09-29, 15:30–16:00 (UTC), Kuppel
Early boot provisioning systems aim to enable automated, declarative, immutable patterns for Linux systems. In this talk, I'll discuss the CoreOS Ignition system and illustrate how it works and addresses real-world use cases on bare-metal, cloud providers, and hypervisors. I'll share experiences using and integrating early provisioning and highlight new challenges for contributors to explore. With Ignition shipping in several Linux distributions soon, early boot provisioning shows promise and potential for the future.

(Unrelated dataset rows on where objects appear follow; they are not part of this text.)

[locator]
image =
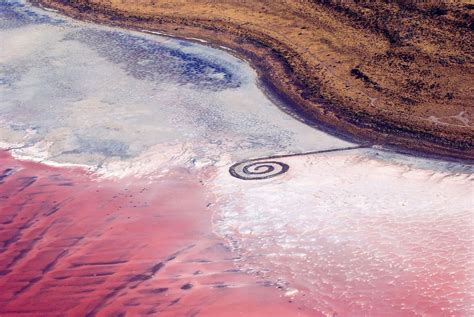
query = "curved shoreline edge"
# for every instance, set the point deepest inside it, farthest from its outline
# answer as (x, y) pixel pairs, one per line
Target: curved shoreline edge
(322, 114)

Early boot provisioning systems prepare a Linux host by partitioning disks, creating filesystems, and writing systemd units and configs. They aim to enable automated, declarative, immutable infrastructure patterns and shape the way large-scale Linux systems operate.
In this talk, I'll discuss the original CoreOS declarative config and Ignition system, share how it works, and how it arose. I'll walk through real-world use cases on bare-metal, cloud providers, and hypervisors to show early boot provisioning concepts and where they shine. I'll review experiences using Ignition and cloud-init and integrating them into Matchbox and the Typhoon Kubernetes distribution. For those designing or integrating early boot provisioners, I'll discuss advanced features, exciting areas for exploration, and my hopes for these systems over time.
Now that Container Linux and Flatcar Linux support Ignition and Red Hat has announced Fedora CoreOS and Red Hat CoreOS will as well, early boot provisioning can evolve to benefit more distributions and users.